Public Statement from the Maurice Wilkins Centre
The Maurice Wilkins Centre (MWC) is a national biomedical network hosted at the University of Auckland that discovers and develops new human therapies and diagnostics. Since 2012 the MWC has engaged successfully with scientific partners at prestigious Chinese institutions, especially the Chinese Academy of Sciences. These partnerships have produced cutting-edge scientific discoveries and new therapies that are poised to enter clinical trials. The collaborations have also led to intellectual property ownership which is jointly shared by MWC and the Chinese partners.
The proposed programme will allow the MWC to generate breakthrough scientific knowledge that can be translated into new treatments for cancer and metabolic, infectious, neurologic and degenerative disease. These treatments will not only benefit the health of the people of both countries, but are likely to also provide strong economic benefits.
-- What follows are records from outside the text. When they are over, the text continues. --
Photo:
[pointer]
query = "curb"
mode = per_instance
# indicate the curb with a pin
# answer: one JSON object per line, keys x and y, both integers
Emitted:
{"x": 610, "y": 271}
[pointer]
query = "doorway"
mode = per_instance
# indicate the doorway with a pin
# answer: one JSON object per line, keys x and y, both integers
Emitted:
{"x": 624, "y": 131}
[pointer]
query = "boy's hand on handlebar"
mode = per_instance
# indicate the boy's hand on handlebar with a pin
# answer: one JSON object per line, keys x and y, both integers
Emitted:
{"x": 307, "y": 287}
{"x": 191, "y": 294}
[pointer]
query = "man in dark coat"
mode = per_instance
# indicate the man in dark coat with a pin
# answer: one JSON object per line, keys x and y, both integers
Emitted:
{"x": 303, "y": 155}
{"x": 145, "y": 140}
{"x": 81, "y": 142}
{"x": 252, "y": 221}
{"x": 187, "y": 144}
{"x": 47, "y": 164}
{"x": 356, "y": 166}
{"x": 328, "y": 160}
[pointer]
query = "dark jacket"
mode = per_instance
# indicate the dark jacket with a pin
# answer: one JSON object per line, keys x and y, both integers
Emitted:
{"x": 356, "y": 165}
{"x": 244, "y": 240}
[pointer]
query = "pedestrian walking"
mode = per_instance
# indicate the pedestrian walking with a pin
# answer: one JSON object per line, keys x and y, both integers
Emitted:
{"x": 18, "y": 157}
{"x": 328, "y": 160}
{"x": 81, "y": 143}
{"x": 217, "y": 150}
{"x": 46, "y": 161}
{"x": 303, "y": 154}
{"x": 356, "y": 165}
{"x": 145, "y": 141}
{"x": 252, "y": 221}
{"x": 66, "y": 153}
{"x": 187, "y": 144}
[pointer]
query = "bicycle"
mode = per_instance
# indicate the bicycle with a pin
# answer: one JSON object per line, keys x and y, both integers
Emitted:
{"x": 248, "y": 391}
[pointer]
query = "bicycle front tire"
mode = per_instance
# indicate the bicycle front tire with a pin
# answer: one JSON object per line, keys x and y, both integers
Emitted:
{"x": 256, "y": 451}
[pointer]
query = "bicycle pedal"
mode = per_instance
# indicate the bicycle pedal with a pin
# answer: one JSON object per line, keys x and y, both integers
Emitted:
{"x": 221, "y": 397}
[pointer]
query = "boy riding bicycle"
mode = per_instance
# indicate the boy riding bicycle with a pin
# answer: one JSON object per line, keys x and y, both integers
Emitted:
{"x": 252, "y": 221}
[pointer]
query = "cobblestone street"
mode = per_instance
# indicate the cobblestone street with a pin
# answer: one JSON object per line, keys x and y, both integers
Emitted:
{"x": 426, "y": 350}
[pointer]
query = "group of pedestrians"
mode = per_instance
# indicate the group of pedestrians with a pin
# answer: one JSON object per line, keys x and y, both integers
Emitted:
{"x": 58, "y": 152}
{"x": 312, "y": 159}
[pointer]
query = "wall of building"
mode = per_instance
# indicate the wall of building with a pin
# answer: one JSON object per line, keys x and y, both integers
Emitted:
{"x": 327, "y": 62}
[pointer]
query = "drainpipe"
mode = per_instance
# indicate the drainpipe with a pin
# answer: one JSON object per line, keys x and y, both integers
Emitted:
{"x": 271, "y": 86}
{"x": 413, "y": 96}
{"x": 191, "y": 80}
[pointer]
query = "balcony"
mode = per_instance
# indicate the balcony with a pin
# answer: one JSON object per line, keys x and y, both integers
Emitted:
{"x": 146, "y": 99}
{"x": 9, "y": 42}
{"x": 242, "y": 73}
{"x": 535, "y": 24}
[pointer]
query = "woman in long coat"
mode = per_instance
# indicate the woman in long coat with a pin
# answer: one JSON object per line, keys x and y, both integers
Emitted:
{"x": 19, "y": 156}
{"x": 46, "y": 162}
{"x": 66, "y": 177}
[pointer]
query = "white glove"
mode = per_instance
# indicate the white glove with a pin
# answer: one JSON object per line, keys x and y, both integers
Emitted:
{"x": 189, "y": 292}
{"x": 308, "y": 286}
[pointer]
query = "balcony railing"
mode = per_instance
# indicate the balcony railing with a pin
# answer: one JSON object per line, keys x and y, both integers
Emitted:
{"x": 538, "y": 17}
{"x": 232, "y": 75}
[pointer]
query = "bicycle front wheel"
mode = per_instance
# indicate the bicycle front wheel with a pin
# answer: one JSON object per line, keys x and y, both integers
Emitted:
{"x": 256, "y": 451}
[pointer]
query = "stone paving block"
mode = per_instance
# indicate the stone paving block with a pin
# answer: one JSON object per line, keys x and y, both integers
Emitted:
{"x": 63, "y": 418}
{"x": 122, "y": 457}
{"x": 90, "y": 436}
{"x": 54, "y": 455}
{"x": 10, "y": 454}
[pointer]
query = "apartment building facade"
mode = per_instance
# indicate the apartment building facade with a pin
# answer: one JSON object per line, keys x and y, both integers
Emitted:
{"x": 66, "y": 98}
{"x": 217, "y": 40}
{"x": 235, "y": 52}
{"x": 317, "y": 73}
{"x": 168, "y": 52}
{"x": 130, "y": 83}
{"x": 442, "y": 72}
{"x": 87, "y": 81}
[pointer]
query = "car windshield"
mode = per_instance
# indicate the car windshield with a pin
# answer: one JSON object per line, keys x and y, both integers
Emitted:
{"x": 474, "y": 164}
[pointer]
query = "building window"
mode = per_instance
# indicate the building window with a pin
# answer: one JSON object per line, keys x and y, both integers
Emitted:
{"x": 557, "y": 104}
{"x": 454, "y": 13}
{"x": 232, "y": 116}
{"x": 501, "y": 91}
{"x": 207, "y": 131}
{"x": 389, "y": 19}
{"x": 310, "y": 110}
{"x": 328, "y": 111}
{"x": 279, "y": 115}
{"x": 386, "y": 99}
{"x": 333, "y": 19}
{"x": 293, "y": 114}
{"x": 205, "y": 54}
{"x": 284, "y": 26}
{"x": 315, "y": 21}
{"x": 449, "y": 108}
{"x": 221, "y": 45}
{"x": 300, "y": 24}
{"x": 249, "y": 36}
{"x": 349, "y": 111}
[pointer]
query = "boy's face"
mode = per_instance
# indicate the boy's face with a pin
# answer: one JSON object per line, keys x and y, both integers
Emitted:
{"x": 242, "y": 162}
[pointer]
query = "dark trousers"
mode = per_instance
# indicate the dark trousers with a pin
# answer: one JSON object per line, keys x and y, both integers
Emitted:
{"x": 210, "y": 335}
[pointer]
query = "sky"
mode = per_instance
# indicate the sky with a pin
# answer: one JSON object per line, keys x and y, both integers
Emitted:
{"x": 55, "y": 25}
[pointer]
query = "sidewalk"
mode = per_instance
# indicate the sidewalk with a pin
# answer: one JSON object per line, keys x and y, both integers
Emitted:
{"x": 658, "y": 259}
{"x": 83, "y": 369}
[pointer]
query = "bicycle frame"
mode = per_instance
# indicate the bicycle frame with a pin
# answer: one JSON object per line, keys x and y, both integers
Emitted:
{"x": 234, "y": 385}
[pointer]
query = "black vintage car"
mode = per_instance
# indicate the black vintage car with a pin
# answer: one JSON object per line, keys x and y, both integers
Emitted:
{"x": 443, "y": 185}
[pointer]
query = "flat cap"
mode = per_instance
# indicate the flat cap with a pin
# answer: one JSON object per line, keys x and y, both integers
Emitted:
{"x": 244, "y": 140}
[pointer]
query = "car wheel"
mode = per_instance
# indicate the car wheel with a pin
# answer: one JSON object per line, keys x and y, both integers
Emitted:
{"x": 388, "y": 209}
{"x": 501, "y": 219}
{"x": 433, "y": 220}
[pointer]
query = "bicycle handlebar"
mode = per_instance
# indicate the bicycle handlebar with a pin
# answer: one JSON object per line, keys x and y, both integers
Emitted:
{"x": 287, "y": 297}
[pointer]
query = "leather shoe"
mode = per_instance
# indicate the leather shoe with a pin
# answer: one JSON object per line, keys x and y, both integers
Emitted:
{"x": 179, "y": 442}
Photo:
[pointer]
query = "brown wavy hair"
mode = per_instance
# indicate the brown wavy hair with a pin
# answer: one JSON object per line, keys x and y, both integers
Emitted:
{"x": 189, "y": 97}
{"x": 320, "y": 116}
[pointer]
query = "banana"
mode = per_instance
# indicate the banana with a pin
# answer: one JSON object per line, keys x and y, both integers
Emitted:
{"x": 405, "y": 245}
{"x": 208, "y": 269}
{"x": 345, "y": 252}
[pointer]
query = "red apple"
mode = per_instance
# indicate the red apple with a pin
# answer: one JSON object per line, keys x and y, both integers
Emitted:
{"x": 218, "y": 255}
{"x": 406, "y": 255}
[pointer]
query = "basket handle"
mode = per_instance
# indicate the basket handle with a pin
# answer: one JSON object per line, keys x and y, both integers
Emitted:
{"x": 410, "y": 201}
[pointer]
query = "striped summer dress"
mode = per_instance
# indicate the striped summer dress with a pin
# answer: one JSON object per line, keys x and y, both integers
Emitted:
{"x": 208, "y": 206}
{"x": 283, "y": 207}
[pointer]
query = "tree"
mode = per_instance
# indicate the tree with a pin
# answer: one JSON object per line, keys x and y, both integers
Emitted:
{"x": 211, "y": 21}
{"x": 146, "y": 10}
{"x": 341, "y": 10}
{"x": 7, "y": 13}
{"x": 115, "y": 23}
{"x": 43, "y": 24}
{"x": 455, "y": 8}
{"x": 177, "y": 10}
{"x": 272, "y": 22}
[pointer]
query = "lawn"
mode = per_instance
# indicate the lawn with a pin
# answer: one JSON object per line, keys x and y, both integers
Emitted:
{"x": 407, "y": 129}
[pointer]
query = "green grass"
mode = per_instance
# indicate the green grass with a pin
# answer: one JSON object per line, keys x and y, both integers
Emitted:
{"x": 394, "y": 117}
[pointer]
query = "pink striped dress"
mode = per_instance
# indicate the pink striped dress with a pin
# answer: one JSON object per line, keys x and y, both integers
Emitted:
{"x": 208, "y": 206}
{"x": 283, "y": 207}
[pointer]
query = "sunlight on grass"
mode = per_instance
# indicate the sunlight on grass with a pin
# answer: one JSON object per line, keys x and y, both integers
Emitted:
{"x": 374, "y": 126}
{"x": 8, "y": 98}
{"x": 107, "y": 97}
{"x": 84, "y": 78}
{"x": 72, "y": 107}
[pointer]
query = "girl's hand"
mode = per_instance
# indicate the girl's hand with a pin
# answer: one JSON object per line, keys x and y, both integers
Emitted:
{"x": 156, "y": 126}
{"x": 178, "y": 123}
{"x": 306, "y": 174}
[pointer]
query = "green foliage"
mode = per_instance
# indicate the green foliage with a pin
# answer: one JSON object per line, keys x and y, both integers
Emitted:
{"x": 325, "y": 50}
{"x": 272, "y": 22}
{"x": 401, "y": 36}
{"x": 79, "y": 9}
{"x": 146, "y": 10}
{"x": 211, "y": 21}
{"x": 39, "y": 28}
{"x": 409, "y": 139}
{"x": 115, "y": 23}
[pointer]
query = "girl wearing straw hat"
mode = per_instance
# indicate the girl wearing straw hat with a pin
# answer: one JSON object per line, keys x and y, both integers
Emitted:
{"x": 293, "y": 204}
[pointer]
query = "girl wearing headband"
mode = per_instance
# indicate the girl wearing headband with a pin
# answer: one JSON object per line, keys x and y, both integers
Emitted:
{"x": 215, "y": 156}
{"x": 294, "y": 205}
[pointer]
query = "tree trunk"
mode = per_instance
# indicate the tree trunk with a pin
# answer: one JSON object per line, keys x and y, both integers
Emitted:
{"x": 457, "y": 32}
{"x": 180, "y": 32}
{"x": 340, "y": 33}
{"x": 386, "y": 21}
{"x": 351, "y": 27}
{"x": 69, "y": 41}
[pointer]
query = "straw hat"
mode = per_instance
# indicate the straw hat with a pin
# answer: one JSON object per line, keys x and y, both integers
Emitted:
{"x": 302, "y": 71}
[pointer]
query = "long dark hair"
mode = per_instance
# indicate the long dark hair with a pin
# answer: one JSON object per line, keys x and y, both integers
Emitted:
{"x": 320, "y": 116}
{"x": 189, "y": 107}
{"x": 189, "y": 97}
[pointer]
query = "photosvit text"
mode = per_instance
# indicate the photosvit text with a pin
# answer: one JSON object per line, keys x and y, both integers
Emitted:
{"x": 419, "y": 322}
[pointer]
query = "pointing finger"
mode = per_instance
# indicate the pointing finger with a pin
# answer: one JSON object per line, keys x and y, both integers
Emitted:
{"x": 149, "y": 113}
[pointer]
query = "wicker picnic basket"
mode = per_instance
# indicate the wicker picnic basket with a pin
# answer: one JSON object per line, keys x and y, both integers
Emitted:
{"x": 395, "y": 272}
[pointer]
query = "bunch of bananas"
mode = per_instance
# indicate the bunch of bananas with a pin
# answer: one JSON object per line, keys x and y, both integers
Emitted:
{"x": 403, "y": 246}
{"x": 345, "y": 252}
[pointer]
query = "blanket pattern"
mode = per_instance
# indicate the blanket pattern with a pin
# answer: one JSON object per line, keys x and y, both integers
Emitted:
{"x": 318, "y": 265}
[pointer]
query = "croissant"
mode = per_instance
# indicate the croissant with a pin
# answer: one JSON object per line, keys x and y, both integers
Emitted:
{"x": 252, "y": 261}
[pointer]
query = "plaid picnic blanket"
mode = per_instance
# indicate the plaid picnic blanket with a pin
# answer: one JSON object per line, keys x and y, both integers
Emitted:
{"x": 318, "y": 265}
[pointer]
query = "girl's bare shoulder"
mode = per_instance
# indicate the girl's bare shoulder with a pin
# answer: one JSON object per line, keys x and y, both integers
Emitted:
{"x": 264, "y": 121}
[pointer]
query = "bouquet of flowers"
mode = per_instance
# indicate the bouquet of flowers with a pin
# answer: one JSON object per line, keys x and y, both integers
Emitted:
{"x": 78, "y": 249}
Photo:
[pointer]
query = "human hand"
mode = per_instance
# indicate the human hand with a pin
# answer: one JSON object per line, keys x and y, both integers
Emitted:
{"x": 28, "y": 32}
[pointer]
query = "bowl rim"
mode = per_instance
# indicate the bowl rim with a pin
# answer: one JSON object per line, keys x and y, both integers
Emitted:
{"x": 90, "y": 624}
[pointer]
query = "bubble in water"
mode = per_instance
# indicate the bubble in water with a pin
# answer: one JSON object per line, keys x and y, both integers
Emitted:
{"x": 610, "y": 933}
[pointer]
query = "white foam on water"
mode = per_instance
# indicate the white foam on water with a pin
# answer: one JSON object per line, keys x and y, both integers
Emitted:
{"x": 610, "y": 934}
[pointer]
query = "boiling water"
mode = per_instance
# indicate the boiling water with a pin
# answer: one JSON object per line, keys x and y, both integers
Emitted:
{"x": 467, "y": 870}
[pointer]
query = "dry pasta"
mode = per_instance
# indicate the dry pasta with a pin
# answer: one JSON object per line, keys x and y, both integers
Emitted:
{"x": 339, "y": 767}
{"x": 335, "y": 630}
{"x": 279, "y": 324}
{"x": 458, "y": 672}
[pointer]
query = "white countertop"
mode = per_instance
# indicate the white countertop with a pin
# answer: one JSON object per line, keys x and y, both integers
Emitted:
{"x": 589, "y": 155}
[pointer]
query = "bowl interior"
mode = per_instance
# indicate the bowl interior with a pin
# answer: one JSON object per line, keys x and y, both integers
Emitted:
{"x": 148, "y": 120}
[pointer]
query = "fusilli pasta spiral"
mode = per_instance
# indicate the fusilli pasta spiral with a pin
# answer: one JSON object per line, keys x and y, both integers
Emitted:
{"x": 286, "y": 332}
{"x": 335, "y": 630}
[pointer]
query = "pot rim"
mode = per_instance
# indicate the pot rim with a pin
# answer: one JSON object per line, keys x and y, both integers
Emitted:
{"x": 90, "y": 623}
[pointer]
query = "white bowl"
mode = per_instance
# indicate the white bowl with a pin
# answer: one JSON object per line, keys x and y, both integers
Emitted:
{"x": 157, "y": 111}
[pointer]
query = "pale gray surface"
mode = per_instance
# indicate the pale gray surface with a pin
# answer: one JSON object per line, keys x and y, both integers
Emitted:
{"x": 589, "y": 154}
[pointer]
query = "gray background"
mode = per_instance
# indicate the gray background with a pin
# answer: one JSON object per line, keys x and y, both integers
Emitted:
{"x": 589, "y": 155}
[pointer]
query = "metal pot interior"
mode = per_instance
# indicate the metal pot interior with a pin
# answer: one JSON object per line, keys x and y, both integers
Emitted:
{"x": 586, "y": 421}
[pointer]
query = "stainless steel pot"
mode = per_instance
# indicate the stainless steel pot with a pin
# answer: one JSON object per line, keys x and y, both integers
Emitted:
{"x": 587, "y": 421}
The research programme will also deepen the relationship between New Zealand and China in a crucial high technology field, thereby increasing New Zealand’s international reputation for world-class research and innovation. New Zealand scientists will benefit, especially at an early career stage, through access to expertise, technology, and equipment / facilities not available within New Zealand, and through lifting their vision of what they can achieve through active engagement with leading scientists and institutions outside New Zealand.